|
|
Somebody had better get busy educating the people around us about our world, its challenges, and what we need to be doing to create a better future.
Might as well be you. And what better place to do some educatin’ than your own school!
First step: get others thinking about what’s going on in our world.
What can you do to raise awareness about the world and our role in it? Here are a few ideas to get you started:
- Get permission to hold a computer smash-up in a public space to highlight the problem of e-waste, with signage telling about how many we throw away every day, and how many toxic components end up in landfills or in the hands of a Poor World recycler. (We throw away 130,000 computers a day in the US, and only about 10 percent are recycled—and these are typically shipped overseas and end up places like this, getting broken apart for the sometimes-toxic treasures inside them.)

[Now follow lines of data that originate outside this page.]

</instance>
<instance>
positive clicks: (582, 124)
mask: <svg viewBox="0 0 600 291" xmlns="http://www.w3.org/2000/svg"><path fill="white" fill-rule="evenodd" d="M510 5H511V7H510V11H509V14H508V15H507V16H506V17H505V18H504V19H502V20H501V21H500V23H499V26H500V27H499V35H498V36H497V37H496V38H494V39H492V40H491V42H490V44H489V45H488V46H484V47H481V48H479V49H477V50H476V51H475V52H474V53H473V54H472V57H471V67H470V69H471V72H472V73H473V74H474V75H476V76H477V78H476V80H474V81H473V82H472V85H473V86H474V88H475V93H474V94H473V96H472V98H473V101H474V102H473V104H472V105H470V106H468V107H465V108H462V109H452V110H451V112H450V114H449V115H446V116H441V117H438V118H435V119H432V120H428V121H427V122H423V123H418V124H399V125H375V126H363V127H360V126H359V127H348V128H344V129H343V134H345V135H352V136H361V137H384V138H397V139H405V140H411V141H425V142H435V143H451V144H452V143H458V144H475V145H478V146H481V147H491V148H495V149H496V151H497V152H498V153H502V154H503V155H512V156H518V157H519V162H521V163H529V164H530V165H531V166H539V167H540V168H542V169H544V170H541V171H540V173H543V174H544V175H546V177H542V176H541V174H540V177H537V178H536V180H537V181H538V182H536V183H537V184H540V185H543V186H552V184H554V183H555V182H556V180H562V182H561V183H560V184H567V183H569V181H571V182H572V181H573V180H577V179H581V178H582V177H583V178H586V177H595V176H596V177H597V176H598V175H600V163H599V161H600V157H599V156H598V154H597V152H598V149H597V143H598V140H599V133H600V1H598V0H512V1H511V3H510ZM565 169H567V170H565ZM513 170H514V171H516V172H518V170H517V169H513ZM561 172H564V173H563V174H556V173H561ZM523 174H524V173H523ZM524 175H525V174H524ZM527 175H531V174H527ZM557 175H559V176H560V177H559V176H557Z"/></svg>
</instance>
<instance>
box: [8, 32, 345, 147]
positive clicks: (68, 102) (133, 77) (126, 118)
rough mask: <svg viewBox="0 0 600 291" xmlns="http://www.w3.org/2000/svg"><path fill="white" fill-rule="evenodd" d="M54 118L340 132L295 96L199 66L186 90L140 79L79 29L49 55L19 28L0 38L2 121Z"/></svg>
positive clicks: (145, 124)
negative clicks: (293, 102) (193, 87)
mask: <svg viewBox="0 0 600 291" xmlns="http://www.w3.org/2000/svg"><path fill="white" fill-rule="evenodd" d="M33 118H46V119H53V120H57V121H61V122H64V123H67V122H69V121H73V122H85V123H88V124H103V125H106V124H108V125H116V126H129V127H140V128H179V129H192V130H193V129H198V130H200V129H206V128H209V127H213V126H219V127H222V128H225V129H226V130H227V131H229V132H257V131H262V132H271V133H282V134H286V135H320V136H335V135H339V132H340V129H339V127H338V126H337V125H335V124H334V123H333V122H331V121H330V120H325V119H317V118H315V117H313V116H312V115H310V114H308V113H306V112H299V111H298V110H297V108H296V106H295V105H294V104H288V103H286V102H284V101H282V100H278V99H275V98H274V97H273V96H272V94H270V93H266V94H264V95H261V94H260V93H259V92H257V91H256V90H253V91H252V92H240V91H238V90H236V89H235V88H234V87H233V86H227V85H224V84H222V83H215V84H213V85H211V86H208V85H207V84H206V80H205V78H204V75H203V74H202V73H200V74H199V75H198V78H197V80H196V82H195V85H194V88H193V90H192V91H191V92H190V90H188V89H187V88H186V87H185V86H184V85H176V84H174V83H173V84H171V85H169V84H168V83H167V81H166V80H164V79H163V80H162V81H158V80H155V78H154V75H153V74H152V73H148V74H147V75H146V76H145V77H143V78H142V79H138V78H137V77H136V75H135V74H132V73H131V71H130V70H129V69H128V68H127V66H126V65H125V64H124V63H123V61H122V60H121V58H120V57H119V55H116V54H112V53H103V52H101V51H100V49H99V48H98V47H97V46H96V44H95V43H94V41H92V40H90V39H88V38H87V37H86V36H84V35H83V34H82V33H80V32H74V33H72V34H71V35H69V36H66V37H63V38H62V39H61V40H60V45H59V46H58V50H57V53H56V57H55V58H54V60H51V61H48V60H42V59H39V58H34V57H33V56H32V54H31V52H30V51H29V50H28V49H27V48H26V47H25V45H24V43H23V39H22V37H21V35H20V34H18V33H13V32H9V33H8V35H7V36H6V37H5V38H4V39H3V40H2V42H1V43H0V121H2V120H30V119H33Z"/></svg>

- In a public area, create a “budget graph” of our national budget out of large boxes, with each stack relative in size to the amount of the federal budget it represents. Military Spending: $1.2 trillion (current wars and military apparatus, interest on national debt attributable to military spending, nuclear weapons program, veterans services); interest on federal debt: $240 billion; US anti-poverty programs: $120 billion (housing, school lunches, etc); tax breaks for wealthy Americans: $72 billion; Homeland Security $43 billion; Dept. of Education: $49 billion; Pell grants: $34 billion; subsidies to fossil fuel producers: $10; EPA: $10 billion; clean energy: $10 billion; aid to world’s poor: $8 billion; national parks: $3 billion. Then have petitions to sign for rearranging the budget to meet human need and protect the environment. (Here are the addresses of Congress.)
- Set up an assembly with a speaker on child labor, sex trafficking, climate change (NCP climate change page), or the 27 million human beings held in slavery TODAY around the world (see NCP
resource on slavery). NCP director David Radcliff frequently speaks at schools and colleges on environmental or human justice topics. He’s knowledgeable, engaging, and occasionally funny.
- Do something yourself to call attention to an issue or concern, such as spending only a dollar a day on food—like a billion of our neighbors.
- Get yourself on an NCP Learning Tour and come back with stories to tell about the situation of girls, refugees, the rainforest, or other hot topics.
- NCP's Food for Thought is a hunger experience like nothing you've been a part of—complete with environmental refugees and local global warming impacts! Versions available for grade schools and youth/young adults.
- Do a class report on any of the issues on this page—great way to educate your peers (and maybe your teacher!) Contact NCP for resources.
- Need more ideas? NCP’s Get Organized! page has links to separate info-pages on over consumption, global warming, poverty, women’s issues, and indigenous rights.
Need motivation/inspiration? Give a listen:
Next step—mobilize for change
How can you impact the larger community? Some possibilities:
Justice
- Time for a fund-raiser for your school or club? Sell candy bars without selling out—switch to Fair Trade instead of chocolate from cocoa plantations using child workers.
- Does your campus have a “sweat-free” purchasing policy (clothing at the campus bookstore, for instance) Check out: http://www.studentsagainstsweatshops.org
- Does your school promote the Graduation Pledge to consider the social and environmental consequences of future work? http://www.graduationpledge.org
- Work with campus religious leaders or other activists to do an advocacy/action campaign on a current global issue. For instance: learn about sex trafficking and then raise money for girls’ education, one key to keeping girls out of the sex trade.
Environmental
- Is there a school-wide policy for purchasing “green” products and having green practices—from light bulbs to copy paper to toilet paper to cutting back on lawn chemicals to installing low-flow showerheads?
- Does the food service company purchase any locally-grown food? (buying local food produced 98 percent fewer carbon emissions in a Virginia Tech study)
- Are there widespread recycling containers?
- Are there good vegetarian options in the cafeteria (meat production has a huge eco-impact?
- Are there loaner bikes around campus?
- Do campus police and other workers get around with energy efficient vehicles—or even bikes?
- Is there a limit on the number of free copies each student can make at library printers—and after that a per page charge?
- NCP’s Tom Benevento has a degree in Sustainable Systems and is available as a consultant to campuses wanting to reduce their energy footprint. http://newcommunityproject.org/grounds_keepers.shtml
- Get your friends to kick the drinking habit--bottled water, that is! Think Outside the Bottle! Dive in deeper—more water info here!
- Measure the food waste in the cafeteria. Then begin a campaign to remove trays from the cafeteria, eventually having everyone carry their food to their tables on plates—then measure how much less food is waste.
- If you're on a college campus, work with administration to hold a contest between dorms to see which one uses the least water/energy per person—or which one reduces consumption the most based on an earlier base-line. Reward with pizza—and smaller increases in tuition.
- Use meal time to educate your peers about the impact of meat-based diets and other issues by using NCP's Table Tents.
- Lots of your friends packing their lunch? Find out how to save money and the planet by going waste-free!
- Get one of NCP's global warming info/action blurbs in each week's edition of the campus newspaper.